International arrivals to the US fell 81% from overseas markets last year while number were down 62% from neighbouring Mexico and 77% from Canada for a total loss to the US economy of $146 billion.

Travel’s total economic output in the US declined by more than a trillion dollars in 2020, with 5.6 million travel-supported jobs lost – 65% of all jobs lost in the coubtry last year.

The US Travel Association estimates that a total of a 1.1 million American jobs will not be restored and $262 billion in export spending will be lost by the end of 2021 if nothing is done to lift international travel bans and bring back demand

However, if travel from the top inbound markets to the US is able to safely resume by July 4 and reach an average of 40% of 2019 levels for the remainder this year, it would accelerate economic recovery by adding $30 billion in incremental spending and bringing back 225,000 American jobs.

US Travel Association president and chief executive Roger Dow said: “Travel and tourism is the industry hardest hit by the economic fallout of Covid, and the damage is so severe that a broader economic recovery will stall if we can’t get travel off the ground.

“Fortunately, enough progress has been made on the health front that a rebound for domestic leisure travel looks possible this year, but that alone won’t get the job done.

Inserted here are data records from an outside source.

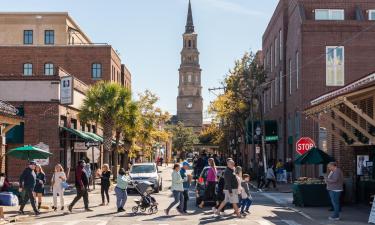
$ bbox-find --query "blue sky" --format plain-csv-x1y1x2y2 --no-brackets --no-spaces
1,0,278,118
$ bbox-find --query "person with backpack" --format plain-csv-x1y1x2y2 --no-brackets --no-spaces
51,164,66,211
68,160,92,212
19,161,40,215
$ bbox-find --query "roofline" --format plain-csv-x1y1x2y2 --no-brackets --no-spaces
0,12,92,43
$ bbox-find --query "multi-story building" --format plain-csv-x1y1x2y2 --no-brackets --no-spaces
177,1,203,133
262,0,375,177
0,13,131,178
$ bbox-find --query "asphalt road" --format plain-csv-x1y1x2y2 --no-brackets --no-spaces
16,168,316,225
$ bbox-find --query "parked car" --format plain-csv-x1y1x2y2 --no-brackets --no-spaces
195,166,226,205
128,163,163,193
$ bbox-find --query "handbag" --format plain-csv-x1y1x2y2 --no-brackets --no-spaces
61,181,69,189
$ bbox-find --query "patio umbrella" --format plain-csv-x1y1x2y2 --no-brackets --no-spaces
294,147,335,165
7,145,52,160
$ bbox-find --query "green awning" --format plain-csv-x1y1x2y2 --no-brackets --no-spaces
60,127,97,142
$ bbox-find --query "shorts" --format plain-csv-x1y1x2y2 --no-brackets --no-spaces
224,190,239,204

“A full travel recovery will depend on reopening international markets, and we must also contend with the challenge of reviving business travel.”

The letter emphasises that controlling the pandemic must remain a top priority.

“To be clear, at this time, we do not support removal or easing of core public health protections, such as the universal mask mandate, inbound international testing requirement, physical distancing or other measures that have made travel safer and reduced transmission of the virus,” the letter says.

“However, the data and science demonstrate that the right public health measures are now in place to effectively mitigate risk and allow for the safe removal of entry restrictions.”

The letter points to favourable trends in infections, hospitalisations, and vaccinations as indicating the proper moment to set a timeline for reopening.

“Taken together, these factors paint a clear picture,” the letter reads. “The risk of Covid-19 transmission while flying is low. Vaccination rates and immunity are increasing rapidly throughout the U.S. The burden of the virus on our nation’s public health system is decreasing. Airlines, airports and travel businesses have the right protections and strategies in place to mitigate risk.

“We are ready to welcome back travellers and keep them safe. And the time to plan for and chart a defined roadmap to reopen international travel is now.”